Class ArrayBasedCharEscaper


  • @Beta
    @GwtCompatible
    public abstract class ArrayBasedCharEscaper
    extends CharEscaper
    A CharEscaper that uses an array to quickly look up replacement characters for a given char value. An additional safe range is provided that determines whether char values without specific replacements are to be considered safe and left unescaped or should be escaped in a general way.

    A good example of usage of this class is for Java source code escaping where the replacement array contains information about special ASCII characters such as \\t and \\n while escapeUnsafe(char) is overridden to handle general escaping of the form \\uxxxx.

    The size of the data structure used by ArrayBasedCharEscaper is proportional to the highest valued character that requires escaping. For example a replacement map containing the single character '\u1000' will require approximately 16K of memory. If you need to create multiple escaper instances that have the same character replacement mapping consider using ArrayBasedEscaperMap.

    Since:
    15.0
    Author:
    Sven Mawson, David Beaumont
    • Constructor Detail

      • ArrayBasedCharEscaper

        protected ArrayBasedCharEscaper(Map<Character,String> replacementMap,
                                        char safeMin,
                                        char safeMax)
        Creates a new ArrayBasedCharEscaper instance with the given replacement map and specified safe range.

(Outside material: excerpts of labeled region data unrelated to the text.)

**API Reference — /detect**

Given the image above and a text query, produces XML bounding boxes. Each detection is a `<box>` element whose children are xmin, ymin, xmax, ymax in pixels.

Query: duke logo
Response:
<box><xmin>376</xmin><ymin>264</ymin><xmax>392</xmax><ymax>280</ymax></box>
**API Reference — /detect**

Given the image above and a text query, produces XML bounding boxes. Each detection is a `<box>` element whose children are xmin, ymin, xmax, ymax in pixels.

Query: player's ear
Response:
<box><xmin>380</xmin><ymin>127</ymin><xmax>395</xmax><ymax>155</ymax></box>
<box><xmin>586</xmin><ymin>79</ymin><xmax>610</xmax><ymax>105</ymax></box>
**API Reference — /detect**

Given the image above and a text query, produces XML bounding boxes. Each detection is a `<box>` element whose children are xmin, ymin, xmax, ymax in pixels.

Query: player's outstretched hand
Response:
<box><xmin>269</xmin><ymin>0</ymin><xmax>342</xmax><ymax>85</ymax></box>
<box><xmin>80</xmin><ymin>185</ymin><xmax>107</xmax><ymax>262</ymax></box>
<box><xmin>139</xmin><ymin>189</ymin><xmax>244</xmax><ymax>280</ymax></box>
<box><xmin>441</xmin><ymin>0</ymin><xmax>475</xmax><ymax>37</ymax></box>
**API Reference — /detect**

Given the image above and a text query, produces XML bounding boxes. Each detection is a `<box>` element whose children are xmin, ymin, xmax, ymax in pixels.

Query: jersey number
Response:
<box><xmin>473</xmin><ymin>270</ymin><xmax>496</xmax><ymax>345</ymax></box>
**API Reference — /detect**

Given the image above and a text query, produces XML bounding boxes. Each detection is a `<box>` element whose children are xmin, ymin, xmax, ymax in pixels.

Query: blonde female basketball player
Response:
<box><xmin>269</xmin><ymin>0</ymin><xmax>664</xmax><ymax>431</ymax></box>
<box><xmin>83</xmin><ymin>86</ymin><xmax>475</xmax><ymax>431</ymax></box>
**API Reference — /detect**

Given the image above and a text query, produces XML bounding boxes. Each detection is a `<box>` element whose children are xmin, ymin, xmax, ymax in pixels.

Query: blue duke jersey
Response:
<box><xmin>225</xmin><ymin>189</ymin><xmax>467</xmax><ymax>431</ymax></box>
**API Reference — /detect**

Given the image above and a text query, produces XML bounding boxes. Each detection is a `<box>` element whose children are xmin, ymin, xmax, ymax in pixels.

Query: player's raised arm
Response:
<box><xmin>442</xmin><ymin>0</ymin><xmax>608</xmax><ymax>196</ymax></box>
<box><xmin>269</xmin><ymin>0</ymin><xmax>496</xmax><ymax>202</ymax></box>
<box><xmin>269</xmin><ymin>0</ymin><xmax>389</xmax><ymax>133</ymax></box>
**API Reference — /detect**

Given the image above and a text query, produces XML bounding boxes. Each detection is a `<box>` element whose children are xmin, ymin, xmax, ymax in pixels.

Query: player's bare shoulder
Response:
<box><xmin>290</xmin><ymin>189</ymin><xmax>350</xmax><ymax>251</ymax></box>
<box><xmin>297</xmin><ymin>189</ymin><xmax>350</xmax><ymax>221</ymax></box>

If safeMax < safeMin then no characters are considered safe.

        If a character has no mapped replacement then it is checked against the safe range. If it lies outside that, then escapeUnsafe(char) is called, otherwise no escaping is performed.

        Parameters:
        replacementMap - a map of characters to their escaped representations
        safeMin - the lowest character value in the safe range
        safeMax - the highest character value in the safe range
      • ArrayBasedCharEscaper

        protected ArrayBasedCharEscaper(ArrayBasedEscaperMap escaperMap,
                                        char safeMin,
                                        char safeMax)
        Creates a new ArrayBasedCharEscaper instance with the given replacement map and specified safe range. If safeMax < safeMin then no characters are considered safe. This initializer is useful when explicit instances of ArrayBasedEscaperMap are used to allow the sharing of large replacement mappings.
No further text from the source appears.